CFM21510 - Accounting for corporate finance: International Financial Reporting Standards: IAS 39: overview

For those entities applying IFRS or FRS 101 with an accounting period beginning on or after 1 January 2018 refer to IFRS 9 for the recognition and measurement of financial instruments at CFM 21800.

Accounting Approach

Prior to 2005, UK GAAP generally applied the historic cost model to accounting for financial instruments. The key divergence to this was the financial sector, where trading assets and liabilities were marked-to-market, with gains and losses taken through the profit and loss account.

Note that references and guidance in relation to IAS 39 will also apply to those that applied FRS 26 under Old UK GAAP, to those that apply IAS 39 through FRS 101 and to those that apply IAS 39 through the accounting policy choice in FRS 102.

IAS 39

IAS 39 applies fair value accounting more widely to financial instruments, but adopts a ‘mixed-measurement’ or hybrid model of accounting.

IAS 39 requires all financial assets and financial liabilities, including derivatives, to be recognised on the balance sheet. They are initially measured at fair value. This may differ from Old UK GAAP (excluding FRS 26), where initial recognition was normally at cost, which is not always the same as fair value.

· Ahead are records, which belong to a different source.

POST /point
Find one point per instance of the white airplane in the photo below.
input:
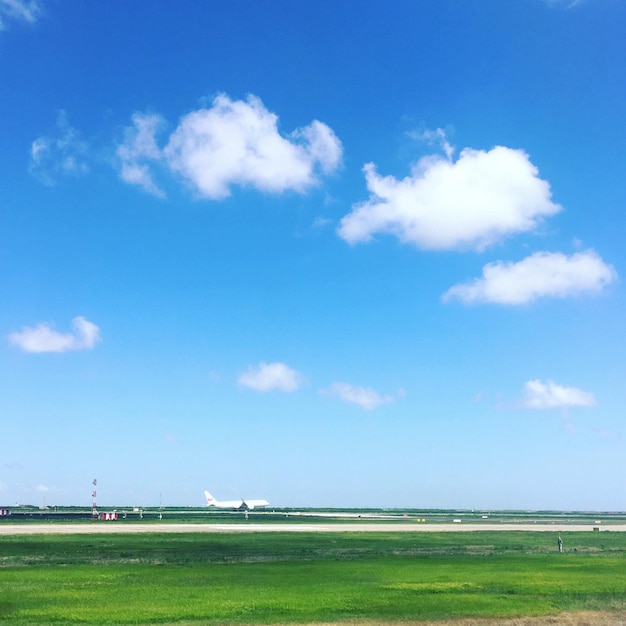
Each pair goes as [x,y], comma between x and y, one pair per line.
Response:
[243,505]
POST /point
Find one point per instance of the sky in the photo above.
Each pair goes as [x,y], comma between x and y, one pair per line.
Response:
[343,254]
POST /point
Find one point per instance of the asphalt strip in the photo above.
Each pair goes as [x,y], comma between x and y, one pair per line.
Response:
[112,527]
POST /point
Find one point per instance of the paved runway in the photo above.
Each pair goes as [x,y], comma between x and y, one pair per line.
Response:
[102,527]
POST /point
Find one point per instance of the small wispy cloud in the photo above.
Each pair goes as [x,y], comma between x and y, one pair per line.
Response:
[20,10]
[64,154]
[271,376]
[139,150]
[43,338]
[543,274]
[365,397]
[549,395]
[437,138]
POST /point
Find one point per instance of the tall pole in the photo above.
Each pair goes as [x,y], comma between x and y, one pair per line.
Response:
[94,510]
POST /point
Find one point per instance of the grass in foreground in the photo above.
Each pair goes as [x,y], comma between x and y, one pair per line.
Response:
[304,578]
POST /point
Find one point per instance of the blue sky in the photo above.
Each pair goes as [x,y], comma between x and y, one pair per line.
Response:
[327,254]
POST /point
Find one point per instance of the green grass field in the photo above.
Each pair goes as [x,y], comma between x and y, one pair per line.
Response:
[306,577]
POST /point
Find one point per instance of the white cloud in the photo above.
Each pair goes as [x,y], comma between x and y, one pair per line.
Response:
[24,10]
[63,155]
[549,395]
[477,200]
[365,397]
[543,274]
[42,338]
[234,142]
[269,376]
[139,148]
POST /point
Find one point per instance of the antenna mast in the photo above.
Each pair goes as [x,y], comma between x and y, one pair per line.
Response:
[94,510]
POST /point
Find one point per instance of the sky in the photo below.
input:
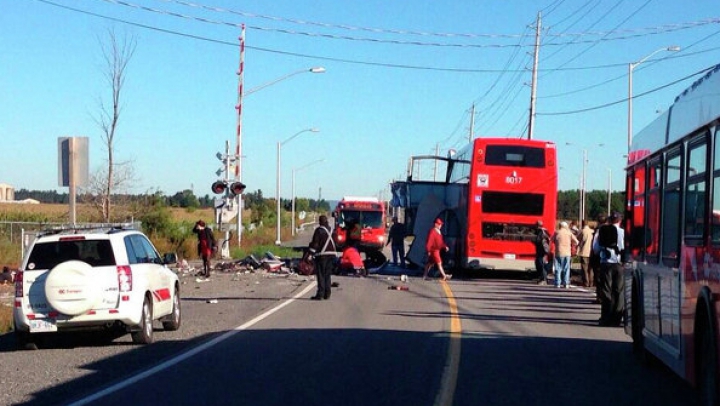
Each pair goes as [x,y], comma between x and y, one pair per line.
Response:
[400,80]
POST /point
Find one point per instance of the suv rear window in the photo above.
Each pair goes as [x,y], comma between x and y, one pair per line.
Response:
[95,252]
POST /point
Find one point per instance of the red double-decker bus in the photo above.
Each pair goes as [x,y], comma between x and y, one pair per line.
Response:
[368,213]
[672,226]
[490,196]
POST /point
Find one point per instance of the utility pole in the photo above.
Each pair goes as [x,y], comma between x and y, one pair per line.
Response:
[471,134]
[533,87]
[437,151]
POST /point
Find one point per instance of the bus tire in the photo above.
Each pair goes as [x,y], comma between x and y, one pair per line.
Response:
[706,357]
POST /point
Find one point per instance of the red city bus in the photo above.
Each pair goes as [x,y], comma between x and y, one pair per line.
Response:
[493,192]
[672,225]
[369,214]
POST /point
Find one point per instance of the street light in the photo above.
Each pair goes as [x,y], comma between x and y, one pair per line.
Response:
[277,186]
[631,67]
[583,183]
[241,94]
[292,223]
[317,69]
[609,189]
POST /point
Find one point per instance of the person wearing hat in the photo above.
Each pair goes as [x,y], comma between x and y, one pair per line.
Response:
[563,240]
[542,250]
[609,245]
[322,248]
[433,246]
[396,237]
[206,246]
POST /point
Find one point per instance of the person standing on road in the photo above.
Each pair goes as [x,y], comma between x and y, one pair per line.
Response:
[610,245]
[584,251]
[434,245]
[353,232]
[322,248]
[563,240]
[396,237]
[542,249]
[206,246]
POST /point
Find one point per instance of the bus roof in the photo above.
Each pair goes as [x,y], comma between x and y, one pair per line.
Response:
[694,108]
[360,199]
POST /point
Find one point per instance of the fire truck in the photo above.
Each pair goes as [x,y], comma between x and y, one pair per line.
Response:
[369,215]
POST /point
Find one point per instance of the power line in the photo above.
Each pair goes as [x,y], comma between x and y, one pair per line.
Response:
[552,7]
[296,54]
[624,100]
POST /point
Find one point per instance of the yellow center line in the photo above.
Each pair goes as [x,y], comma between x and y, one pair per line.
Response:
[452,362]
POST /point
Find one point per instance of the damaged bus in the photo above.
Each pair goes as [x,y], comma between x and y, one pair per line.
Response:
[490,195]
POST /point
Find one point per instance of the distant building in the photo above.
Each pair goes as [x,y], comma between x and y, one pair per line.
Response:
[7,193]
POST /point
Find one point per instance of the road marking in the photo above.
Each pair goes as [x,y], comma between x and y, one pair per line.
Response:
[182,357]
[448,380]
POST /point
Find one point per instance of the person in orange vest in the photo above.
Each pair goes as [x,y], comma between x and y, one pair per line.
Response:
[351,262]
[434,245]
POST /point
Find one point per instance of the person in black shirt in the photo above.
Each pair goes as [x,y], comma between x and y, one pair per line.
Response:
[396,237]
[322,248]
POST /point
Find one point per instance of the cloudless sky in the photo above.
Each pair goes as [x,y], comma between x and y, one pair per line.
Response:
[401,77]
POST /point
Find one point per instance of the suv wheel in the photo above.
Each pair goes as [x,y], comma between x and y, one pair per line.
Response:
[172,323]
[71,288]
[145,334]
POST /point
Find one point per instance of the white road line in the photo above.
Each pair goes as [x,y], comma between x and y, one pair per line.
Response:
[182,357]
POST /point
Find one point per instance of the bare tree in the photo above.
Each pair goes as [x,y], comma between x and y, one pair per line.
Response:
[116,53]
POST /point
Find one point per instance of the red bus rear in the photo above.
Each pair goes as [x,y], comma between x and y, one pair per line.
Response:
[369,214]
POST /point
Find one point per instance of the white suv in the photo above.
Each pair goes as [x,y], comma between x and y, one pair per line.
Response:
[107,278]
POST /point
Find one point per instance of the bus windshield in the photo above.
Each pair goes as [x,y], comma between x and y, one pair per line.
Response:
[529,204]
[514,155]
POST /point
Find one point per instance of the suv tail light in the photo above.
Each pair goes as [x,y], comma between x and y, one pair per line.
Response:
[18,283]
[124,278]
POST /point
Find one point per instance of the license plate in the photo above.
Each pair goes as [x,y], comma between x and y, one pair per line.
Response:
[42,326]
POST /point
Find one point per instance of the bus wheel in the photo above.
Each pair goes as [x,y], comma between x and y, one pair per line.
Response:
[706,359]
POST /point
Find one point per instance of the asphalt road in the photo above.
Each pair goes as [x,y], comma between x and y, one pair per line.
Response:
[498,340]
[514,343]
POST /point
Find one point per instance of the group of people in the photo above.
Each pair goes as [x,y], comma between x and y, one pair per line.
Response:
[601,255]
[322,248]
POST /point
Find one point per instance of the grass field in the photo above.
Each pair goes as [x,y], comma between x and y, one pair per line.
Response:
[256,242]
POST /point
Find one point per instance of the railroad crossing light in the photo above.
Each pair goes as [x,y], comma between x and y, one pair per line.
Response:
[237,188]
[218,187]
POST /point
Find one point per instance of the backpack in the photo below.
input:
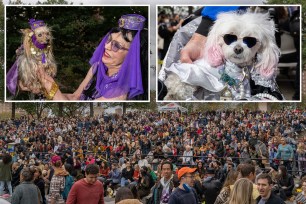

Subsequent to initial recognition, however, all financial assets are re-measured in various ways according to the category they fall in. Details of these categories are in CFM21520. In many cases the changes resulting from re-measurement are reflected in the income statement, rather than equity.

Income statement

In this context ‘income statement’ is equivalent to ‘Profit and Loss account’. It refers to the primary statement giving information about the company’s performance.

Equity

Equity is the residual interest in the assets of the entity after deducting all liabilities. It is equivalent to ‘shareholders’ funds’, though under IFRS it also includes ‘minority interest’ (renamed as ‘non-controlling interest’ by amendments to IAS 27 in 2008). IAS 1, the standard dealing with the presentation of financial statements, requires entities to present a statement of changes in equity (SOCIE) between two balance sheet dates. (For periods beginning prior to 1 January 2009, this may alternatively be presented as a Statement of Recognised Income and Expense (SORIE)). Where IAS 39 talks about amounts being taken to equity, they will be recognised in the SOCIE or SORIE. It is equivalent to their being reflected in the STRGL (Statement of Total Recognised Gains and Losses), or taken to reserves.